Spycraft: Tricks and Tools of the Dangerous Trade from Elizabeth I to the Restoration
- Author: Nadine Akkerman, Pete Langman
- Publisher: Yale University Press
- Publication date: 25 June 2024
- Pages: 368
- ISBN: 9780300267549

= Spycraft (book) =

2024 non-fiction book

Spycraft: Tricks and Tools of the Dangerous Trade from Elizabeth I to the Restoration is a 2024 non fiction book by Nadine Akkerman and Pete Langman, published by Yale University Press.

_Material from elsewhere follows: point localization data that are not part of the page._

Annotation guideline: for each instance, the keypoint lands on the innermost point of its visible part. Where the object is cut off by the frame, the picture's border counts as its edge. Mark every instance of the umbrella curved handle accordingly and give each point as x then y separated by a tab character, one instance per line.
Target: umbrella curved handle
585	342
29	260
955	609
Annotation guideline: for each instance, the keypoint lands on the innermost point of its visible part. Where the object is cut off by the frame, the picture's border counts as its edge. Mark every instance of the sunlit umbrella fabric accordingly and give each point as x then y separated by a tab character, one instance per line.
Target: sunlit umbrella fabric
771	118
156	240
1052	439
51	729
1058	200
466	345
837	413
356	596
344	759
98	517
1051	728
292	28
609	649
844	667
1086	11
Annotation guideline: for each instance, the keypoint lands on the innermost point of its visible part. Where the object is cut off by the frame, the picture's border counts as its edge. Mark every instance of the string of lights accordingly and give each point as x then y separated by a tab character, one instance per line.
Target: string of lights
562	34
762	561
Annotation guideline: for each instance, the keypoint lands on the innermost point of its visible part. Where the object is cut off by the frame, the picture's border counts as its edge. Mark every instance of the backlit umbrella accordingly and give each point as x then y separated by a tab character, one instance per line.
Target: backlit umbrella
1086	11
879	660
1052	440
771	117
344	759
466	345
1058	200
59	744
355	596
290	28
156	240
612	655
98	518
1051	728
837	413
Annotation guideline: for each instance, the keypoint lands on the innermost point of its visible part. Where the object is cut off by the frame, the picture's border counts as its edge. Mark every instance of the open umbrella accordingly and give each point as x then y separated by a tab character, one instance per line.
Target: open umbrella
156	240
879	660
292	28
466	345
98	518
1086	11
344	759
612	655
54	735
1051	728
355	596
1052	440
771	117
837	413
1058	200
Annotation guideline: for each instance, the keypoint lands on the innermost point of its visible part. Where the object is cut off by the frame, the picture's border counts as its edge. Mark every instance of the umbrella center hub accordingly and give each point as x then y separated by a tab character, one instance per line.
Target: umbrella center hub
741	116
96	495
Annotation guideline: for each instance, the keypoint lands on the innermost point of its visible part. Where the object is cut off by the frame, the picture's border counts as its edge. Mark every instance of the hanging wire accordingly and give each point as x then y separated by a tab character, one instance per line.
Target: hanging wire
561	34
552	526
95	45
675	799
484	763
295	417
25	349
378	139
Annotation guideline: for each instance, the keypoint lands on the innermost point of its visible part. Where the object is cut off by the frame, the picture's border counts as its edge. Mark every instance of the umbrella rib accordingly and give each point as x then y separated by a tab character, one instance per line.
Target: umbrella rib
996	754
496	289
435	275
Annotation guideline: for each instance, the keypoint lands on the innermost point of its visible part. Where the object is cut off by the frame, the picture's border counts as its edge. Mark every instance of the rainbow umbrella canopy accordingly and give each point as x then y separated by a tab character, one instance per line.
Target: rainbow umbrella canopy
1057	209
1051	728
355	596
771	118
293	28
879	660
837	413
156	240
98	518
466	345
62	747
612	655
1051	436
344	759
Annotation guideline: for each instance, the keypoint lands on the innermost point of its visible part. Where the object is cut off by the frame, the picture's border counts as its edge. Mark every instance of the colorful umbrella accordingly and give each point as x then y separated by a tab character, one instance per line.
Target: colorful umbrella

Spycraft was praised by Jonathan Bate in The Daily Telegraph as "an intriguing study ... of the mechanics of Elizabethan and Jacobean espionage" which is "anything but stodgy and over-long". In the Literary Review Peter Davidson wrote that "Spycraft is an excellent book, accessibly written, profoundly researched, cleverly illustrated and immensely readable." while for Harper's Magazine Dan Piepenbring commended it as "a diverting history and how-to manual". Writing in the New Statesman Pippa Bailey concludes that "Most enjoyable of all is the epilogue of instructions for invisible inks, codes and poisons". For The Spectator Iona Mclaren described Spycraft as "A companion piece to Akkerman’s acclaimed 2019 Invisible Agents", adding that "it wears the weight of its impeccable learning even more lightly, as it canters through forgeries, codes, disguises, invisible inks and poisons". In her review in History Today Jackie Eales concludes that "Spycraft is not only a textual tour de force, but contains a wealth of explanatory images of the authors' recreations of locked letters and forged signature stamps". Diarmaid MacCulloch, writing in The Times Literary Supplement, described Spycraft as "a classic and incisive monograph, based on all the right primary sources, that also manages to be absorbing, illuminating and entertaining". Lucy Wooding wrote in the London Review of Books that "Akkerman and Langman make the case for the importance of studying material culture", adding that "The book as a whole is imbued with a faint but detectable sense of professional pride". It was selected by The Economist as one of the best books published in 2024.